Afghanistan Diaries: Noor

Editor’s Note: This is part of More to Her Story’s ongoing Diary series, offering first-person accounts from young women living through conflict, repression, and change. The following was written by a 22-year-old woman in Afghanistan after the Taliban shut down her art workshop. All names have been changed for safety.

They shut down our workshop.

The place that had become our quiet refuge — where brushes spoke louder than words, where color softened the weight of our pain — is now silent. The walls that once held our laughter, our struggle, our little rebellions in paint, now echo only with absence.

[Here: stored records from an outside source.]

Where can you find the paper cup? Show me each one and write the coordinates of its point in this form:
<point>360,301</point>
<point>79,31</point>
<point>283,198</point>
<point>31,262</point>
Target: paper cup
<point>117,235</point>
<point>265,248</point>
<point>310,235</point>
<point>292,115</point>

We only wanted to paint the pain of this world. To give it shape. To survive it.

But they didn’t let us.

Art is not a crime.

It’s the breath of the heart.

It’s the only way I know how to speak without fear.

But the Taliban came. Not once — many times. Not with guns or shouting, but with words that chilled us more than threats ever could.

“If you wear proper hijab,” they said, “we won’t bother you. You can continue painting.”

And so we did. We wore the hijab — not out of force, but out of fear. Fear that this small corner of hope, this space where our dreams lived in color and light, would be taken from us.

But still, they shut it down.

They said it was because our teacher was a man. That a man has no right to teach painting to girls and women — even if that painting is the silent language of dreams.

I don’t understand. Why is it wrong to dream with a brush?

Why is it wrong to learn from someone kind, simply because he is a man?

That workshop wasn’t just a room. It was a home for us. A place where we breathed, where we belonged — even if only for a few hours. A place where we were not invisible.

Now, the Taliban are demanding money — bribes — from our teacher to reopen the art workshop.

They say girls have no right to any kind of education. They say painting is forbidden. They say we are on the wrong path.

Afghans live in deep poverty.

And still, the Taliban take. They silence. And always, they target girls.

They hate art. They hate education. They hate our freedom to imagine a world beyond them.

Now the doors are closed.

And our dreams remain behind them — quiet, waiting.

Maybe one day, we’ll return.

Maybe one day, they’ll open again.

But for now, all I can do is remember.

And write.

And hope.

*Names have been changed for safety reasons.

A Young Woman in Afghanistan

A young woman in Afghanistan who wishes to remain anonymous for her safety.